If you know your sick cat won't recover, it's time to start considering when to put him to sleep. When his condition deteriorates to a certain point, it's time. Such a decision is never easy, and your vet should help you make the decision. Euthanasia literally means "good death," which is the last loving gesture you can make for your pet. Instead of pain and perhaps prolonged suffering, you can help him go quietly and peacefully.
How to Put a Sick Cat to Sleep
When It's Time
Your cat's pain level and his quality of life are the primary factors involved in making the decision to put your pet to sleep. If your cat's pain is no longer adequately controlled with medication, it's time. If he can't or won't eat unless force-fed, he's trying to tell you something. Incontinence, inability to walk and loss of interest in any activity are signs he no longer enjoys any quality of life. Depending on the illness, sick cats might have good days and bad days. When the latter are pretty much all he has, let him go.
The Euthanasia Process
You can choose whether or not to stay with your pet during his euthanasia. There's no right or wrong decision. For some people, being there to say goodbye is important, while for others it's just too difficult. Your vet might sedate your cat prior to the procedure, so that he's "out" before the euthanasia drug is injected. Most vets use an overdose of sodium pentobarbitol to euthanize animals, a drug that quickly causes the heart to stop. Your cat won't suffer, and passes within a few moments. Before he goes, he might twitch or take a few breaths, or pass urine or feces. That's normal. Rest assured, your pet was not in pain.

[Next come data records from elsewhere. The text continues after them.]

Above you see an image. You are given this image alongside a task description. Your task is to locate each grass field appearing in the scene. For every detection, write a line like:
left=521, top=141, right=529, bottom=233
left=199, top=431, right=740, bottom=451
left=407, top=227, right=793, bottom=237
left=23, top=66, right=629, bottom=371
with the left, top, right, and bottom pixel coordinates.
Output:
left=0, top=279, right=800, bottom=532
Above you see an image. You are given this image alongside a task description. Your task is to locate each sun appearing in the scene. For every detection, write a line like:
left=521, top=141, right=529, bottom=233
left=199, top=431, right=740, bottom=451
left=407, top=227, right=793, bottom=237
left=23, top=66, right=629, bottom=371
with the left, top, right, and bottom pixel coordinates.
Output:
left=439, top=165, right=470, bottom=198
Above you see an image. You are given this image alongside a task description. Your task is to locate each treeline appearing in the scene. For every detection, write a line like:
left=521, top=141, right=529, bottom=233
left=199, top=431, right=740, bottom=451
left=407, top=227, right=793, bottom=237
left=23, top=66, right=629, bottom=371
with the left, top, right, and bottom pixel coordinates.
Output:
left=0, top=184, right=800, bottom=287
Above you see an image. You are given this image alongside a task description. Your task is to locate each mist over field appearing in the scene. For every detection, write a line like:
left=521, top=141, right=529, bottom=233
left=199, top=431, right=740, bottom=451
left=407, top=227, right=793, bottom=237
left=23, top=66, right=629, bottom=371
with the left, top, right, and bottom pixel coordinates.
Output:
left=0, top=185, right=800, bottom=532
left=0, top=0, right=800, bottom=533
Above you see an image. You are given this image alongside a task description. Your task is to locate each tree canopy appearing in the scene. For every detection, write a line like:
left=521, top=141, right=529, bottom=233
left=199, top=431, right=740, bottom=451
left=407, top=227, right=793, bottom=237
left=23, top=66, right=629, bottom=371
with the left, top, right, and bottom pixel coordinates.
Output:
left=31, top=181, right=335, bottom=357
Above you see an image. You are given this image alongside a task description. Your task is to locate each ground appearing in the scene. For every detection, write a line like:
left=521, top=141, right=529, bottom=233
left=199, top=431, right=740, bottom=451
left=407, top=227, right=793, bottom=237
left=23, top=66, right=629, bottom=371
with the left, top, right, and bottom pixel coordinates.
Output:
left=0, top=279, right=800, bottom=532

If your cat is conscious and has always been leery of getting into a carrier and going to the vet, consider at-home euthanasia. The vet comes to your home and puts your cat down in his own environment, avoiding the stress of travel. Not all veterinary practices offer home euthanasia. If your vet doesn't, ask for a recommendation for a practice offering this service. After the euthanasia, the veterinarian can take your pet's body for cremation or arrange burial at a pet cemetery.
It's natural to grieve for your cat, even if he's been sick for a while and you knew this day was coming. You loved him, and he was a member of your family. While friends and co-workers who don't own pets might not understand the depth of your loss, those with pets might help you express your feelings during this difficult time. If you need, ask your vet to recommend a pet bereavement counselor in your area.